Just as an aside, I used to work as a research assistant for a man named William Kaufman. He had worked with McNamara as a defense planner who was on the faculty at MIT. And he told me that he created a budget every year at the Brookings institution to show what the threat structure was, what the force structure needed to meet the threat structure was, and what the force structure was that existed.

So the Delta between the needed for structure and the one you had should have been your defense budget. And because all along rolling in pork and everything else, it never looked anything like that. Now, Kauffman was a very subtle man. He did not get out and beat the drum, but his indictment of the procurement process in the military-industrial complex was ferocious.

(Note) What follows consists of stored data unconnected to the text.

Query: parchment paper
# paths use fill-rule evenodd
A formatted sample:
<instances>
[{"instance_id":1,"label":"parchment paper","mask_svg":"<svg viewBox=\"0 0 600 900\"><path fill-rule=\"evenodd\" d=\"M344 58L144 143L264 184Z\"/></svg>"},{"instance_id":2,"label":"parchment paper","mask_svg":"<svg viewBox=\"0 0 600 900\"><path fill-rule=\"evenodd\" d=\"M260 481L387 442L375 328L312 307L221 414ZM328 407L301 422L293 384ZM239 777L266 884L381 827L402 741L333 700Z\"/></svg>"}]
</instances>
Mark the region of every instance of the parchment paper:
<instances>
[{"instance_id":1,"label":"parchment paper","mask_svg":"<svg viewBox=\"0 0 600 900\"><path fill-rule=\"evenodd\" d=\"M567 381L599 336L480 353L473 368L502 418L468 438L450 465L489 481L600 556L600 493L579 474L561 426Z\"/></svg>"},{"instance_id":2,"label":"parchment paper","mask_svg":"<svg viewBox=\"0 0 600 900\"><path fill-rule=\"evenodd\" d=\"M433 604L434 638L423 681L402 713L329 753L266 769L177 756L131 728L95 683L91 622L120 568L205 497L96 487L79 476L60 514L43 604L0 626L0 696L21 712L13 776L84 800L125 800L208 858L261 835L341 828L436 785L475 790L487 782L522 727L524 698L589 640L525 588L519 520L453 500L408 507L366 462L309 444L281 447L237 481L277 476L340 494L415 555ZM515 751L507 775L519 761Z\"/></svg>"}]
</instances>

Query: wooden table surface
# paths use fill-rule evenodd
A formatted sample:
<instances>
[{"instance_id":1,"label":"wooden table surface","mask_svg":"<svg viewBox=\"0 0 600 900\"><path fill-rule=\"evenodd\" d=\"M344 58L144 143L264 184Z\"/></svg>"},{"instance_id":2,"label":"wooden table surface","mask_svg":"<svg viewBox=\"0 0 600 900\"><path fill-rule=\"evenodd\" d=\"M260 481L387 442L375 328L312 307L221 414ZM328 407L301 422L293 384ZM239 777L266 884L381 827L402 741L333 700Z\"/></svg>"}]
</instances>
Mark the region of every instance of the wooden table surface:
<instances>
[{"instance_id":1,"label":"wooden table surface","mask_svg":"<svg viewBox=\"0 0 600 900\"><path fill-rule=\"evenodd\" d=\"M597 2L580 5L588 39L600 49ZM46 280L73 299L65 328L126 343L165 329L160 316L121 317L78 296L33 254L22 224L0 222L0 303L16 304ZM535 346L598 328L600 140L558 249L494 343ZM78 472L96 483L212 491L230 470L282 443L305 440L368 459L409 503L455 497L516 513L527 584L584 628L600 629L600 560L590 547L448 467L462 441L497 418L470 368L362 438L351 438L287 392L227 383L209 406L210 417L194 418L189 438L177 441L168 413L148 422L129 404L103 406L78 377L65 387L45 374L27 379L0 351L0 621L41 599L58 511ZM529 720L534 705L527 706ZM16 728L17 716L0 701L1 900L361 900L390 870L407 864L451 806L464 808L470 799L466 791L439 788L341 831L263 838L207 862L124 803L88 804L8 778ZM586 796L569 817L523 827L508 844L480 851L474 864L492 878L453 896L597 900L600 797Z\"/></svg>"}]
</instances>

And when I worked with the Senate budget committee under Pete Domenici, I kept those teachings very close and I saw defense, appropriations and marketing of dangers in North Korea or China or Russia or whatever, every year, right on calendar when they wanted their budgets approved. But as Kauffman emphasized over and over, they were not, targeted to meeting the threats. The threats were just used as marketing. Sort of like Adam Curtis’s documentary, the power of nightmares on U S Soviet relations that became US in Iraq. Daniel Ellsberg, who I know you’ve been working with, has written in his most recent book, the doomsday machine, the other things other than climate, that is equally ominous and dangerous. And my sense is that an out of control military-industrial complex may, on the one hand, kind of create all kinds of involvements and exercises that aren’t really geared towards protecting the American people. But on the other side, what I think Ellsberg reveals is the scope and scale of the danger, if we get off course and use those weapons, is far, far more ominous than what’s been presented to the public. And I suspect he’s quite right. So at one level, war is dangerous, wherever it is perpetrated. Another level it diverts our attention from the collaboration needed for the global effort to stop the human race from being extinguished by climate.

And thirdly, it’s very, very clear that the potential annihilation of mankind by a nuclear war raises the stakes enormously.

Paul Jay: So I guess I’ll ask the question again. You know, a lot of people at very senior levels, both in the finance sector and government and so on, how are they so blind to all this in their own, just narrow personal interests, their own kids, their own families? How can they just think they’re going to be in a bubble and be okay?

Rob Johnson: I don’t know. Sometimes it denial is comforting. I don’t know how to, I don’t know. I mean, when you don’t know how to envision, how to alleviate the pain, when you don’t know how to envision what constructive actions to take or how to mobilize people or systems to take that action, sometimes the only thing you can do is comfort yourself in a fantasy world. And that’s what I call denial. 

Paul Jay: And if you’ve got tons of money, you can build yourself a nice fantasy world. 

Rob Johnson: It’ll be nice until it’s not.

Paul Jay: Thanks for joining us, Rob. 

Rob Johnson: My pleasure. Thank you. 

Paul Jay: And thank you for joining us on the analysis.news podcast.